Smoldering crisis pada pemilu 2024 ini sebagaimana sudah ditemui dalam pemilu-pemilu terdahulu misalnya hoax pemilu yang merajalela, kampanye hitam (black campaign), kontestan pemilu yang tidak taat aturan, politik uang (money politic), kekerasan dan intimidasi dan lain sebagainya. Oleh karenanya penyelenggara pemilu sebenarnya sudah bisa memitigasi hal-hal pasti (fix term) dan potensi-potensi yang mungkin muncul yang dapat mengganggu krediblitas penyelenggara(an) pemilu.

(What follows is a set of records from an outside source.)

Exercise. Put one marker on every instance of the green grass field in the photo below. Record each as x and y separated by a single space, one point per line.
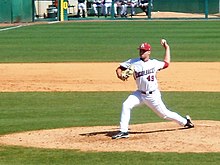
110 41
102 41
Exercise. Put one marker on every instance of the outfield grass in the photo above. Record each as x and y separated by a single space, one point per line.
102 41
42 110
110 41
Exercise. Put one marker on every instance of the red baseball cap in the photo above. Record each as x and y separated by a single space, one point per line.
145 46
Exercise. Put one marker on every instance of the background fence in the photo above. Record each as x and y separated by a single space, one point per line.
16 11
34 10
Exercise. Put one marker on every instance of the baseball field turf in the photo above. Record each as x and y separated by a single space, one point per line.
196 41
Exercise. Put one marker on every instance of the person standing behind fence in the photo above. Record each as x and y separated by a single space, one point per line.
143 4
81 7
97 5
128 3
108 6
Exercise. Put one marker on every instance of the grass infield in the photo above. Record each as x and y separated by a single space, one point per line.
97 42
110 41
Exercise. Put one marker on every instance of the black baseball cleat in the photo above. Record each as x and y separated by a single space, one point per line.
189 123
121 135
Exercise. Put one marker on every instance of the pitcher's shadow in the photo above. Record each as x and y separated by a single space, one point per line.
111 133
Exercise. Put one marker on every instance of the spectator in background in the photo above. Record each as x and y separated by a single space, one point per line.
108 5
128 3
143 4
96 5
82 7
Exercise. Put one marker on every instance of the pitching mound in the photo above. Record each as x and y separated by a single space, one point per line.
152 137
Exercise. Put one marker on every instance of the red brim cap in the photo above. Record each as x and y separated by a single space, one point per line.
145 46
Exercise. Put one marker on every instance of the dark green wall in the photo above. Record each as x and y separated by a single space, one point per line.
186 6
16 10
5 11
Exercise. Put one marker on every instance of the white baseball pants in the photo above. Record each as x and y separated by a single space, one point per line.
154 102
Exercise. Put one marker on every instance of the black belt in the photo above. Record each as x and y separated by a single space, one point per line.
148 92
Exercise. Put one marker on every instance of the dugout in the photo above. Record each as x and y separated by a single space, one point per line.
12 11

Dalam pandangan penulis ada beberapa catatan yang mungkin saja berguna sebagai masukan dan saran bagi penyelenggara(an) pemilu. Pertama, Penguatan sumber daya penyelenggara Pemilu. Penyelenggara pemilu haruslah diisi oleh orang-orang kompeten dan kredibel. Kompeten dan kredibel dalam hal ini adalah memiliki pengetahuan tentang demokrasi, tata negara, kepemiluan, sistem kepartaian, pemerintah daerah dan penegakan hukum. Sebab pengetahuan yang mumpuni tentang kepemiluan ini menjadi dasar bagi penyelenggara pemilu dalam menjalankan program pelaksanaan dan pengawasan, memutuskan kebijakan dan membuat keputusan hukum yang berkeadilan.

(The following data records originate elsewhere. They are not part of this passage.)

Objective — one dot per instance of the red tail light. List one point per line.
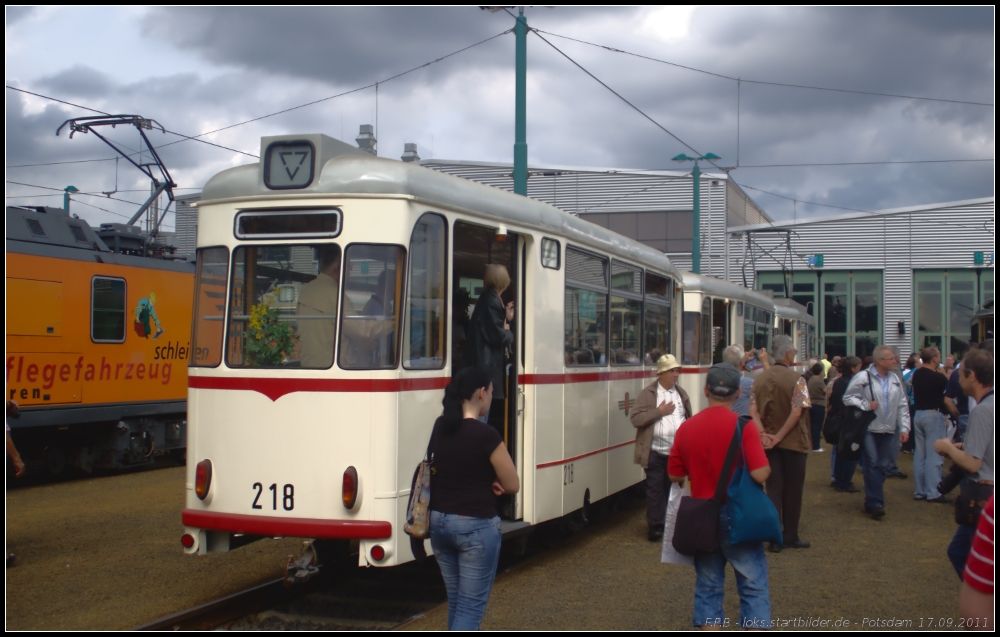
(350, 490)
(203, 478)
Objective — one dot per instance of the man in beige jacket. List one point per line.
(659, 411)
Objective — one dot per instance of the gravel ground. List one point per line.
(609, 577)
(105, 554)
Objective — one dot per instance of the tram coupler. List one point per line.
(299, 571)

Kedua, terbangunnya soliditas dan sinergitas para penyelenggara pemilu. Penyelenggara pemilu baik ditingkat nasional, provinsi, kabupaten/kota hingga petugas PTS selain diisi oleh personal yang kompeten dan kredibel dalam melaksanakan dan mengawasi tahapan Pemilu, juga harus mampu membangun soliditas dan sinergitas sesama penyelenggara Pemilu. Hal ini dibutuhkan agar terciptanya penyamaan persepsi antarpenyelenggara dari mulai melakukan identifikasi potensi masalah teknis dan hukum sampai kerangka penyelesaiannya.

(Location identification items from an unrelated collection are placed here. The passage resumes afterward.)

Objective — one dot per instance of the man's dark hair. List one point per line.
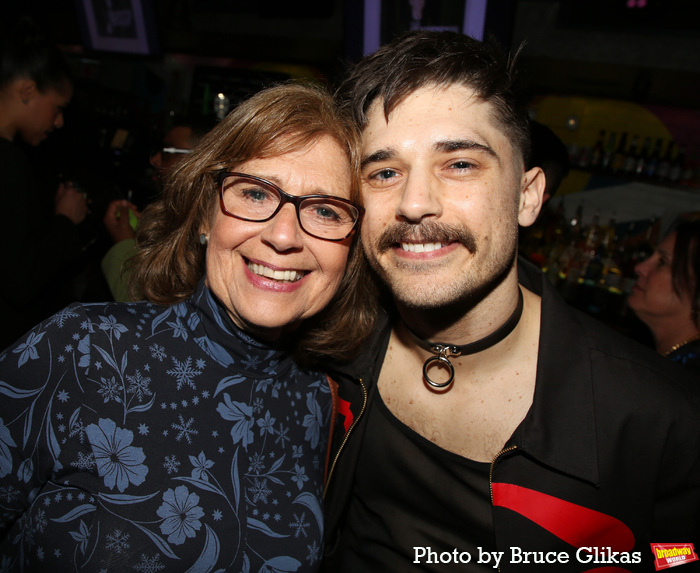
(424, 58)
(26, 52)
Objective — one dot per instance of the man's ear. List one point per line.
(531, 196)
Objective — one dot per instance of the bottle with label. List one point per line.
(664, 170)
(618, 160)
(642, 157)
(677, 165)
(652, 163)
(609, 151)
(598, 151)
(630, 161)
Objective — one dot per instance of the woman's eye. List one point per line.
(462, 164)
(255, 194)
(382, 176)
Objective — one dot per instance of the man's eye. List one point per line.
(383, 174)
(462, 164)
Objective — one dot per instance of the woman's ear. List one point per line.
(531, 196)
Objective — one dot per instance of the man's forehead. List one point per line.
(447, 115)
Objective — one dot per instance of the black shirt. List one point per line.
(415, 506)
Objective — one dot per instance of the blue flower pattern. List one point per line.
(142, 438)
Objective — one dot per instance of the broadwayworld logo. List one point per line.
(668, 555)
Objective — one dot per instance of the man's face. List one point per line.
(44, 113)
(442, 191)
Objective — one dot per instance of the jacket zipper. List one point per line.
(347, 435)
(493, 465)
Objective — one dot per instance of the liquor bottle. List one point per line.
(598, 151)
(677, 165)
(618, 160)
(642, 157)
(609, 151)
(652, 163)
(630, 161)
(664, 169)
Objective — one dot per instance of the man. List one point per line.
(121, 216)
(488, 419)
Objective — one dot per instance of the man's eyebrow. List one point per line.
(377, 156)
(450, 145)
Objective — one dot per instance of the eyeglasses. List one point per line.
(251, 198)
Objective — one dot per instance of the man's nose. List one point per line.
(419, 198)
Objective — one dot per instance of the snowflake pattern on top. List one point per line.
(142, 438)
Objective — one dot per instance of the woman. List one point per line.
(179, 434)
(35, 87)
(666, 296)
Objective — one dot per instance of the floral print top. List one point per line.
(142, 438)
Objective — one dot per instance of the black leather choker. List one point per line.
(443, 352)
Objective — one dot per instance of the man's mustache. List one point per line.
(426, 232)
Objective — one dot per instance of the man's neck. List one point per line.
(465, 321)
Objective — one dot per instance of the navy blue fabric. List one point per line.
(142, 438)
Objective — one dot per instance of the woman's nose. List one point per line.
(283, 231)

Ketiga, pemanfaatan dan optimalisasi media sosial. Besarnya pengaruh media sosial saat ini haruslah menjadikan media sosial sebagai kebutuhan utama guna terselenggaranya pemilu yang berintegritas. Penyelenggara pemilu dari mulai tingkat nasional sampai pada tingkat TPS haruslah responsive dan massif dalam pemanfataan media sosial. Media sosial digunakan sebagai alat sosialisasi dan pendidikan pemilih, melakukan konsolidasi dan koordinasi antar stakeholder kepemiluan, dan yang paling penting adalah memerangi hoax-hoax dan opini yang menyesatkan yang bisa merusak marwah dan independensi penyelenggara pemilu.

Namun Tentu saja pemilu 2024 ini bukan saja kerja dan tanggungjawab penyelenggara pemilu semata, ini adalah kerja dan tanggungjawab bersama. Artinya kesuksesan penyelenggaran pemilu merupakan kewajiban dan tanggungjawab semua komponen masyarakat. Semua elemen masyarakat harus mampu menciptakan situasi politik yang kondusif, tidak terjebak pada pragmatisme politik kekuasaan yang menghalalkan segala cara. Sehingga hajatan demokrasi lima tahunan ini benar-benar menjadi pesta bukan jadi bencana. Semoga saja. Tabik!

 * : Penulis adalah pegiat fatsoen politika institute.

Fatsoen Politika Institute adalah lembaga think thank yang focus pada wacana pembangunan politik dan demokrasi berkeadaban.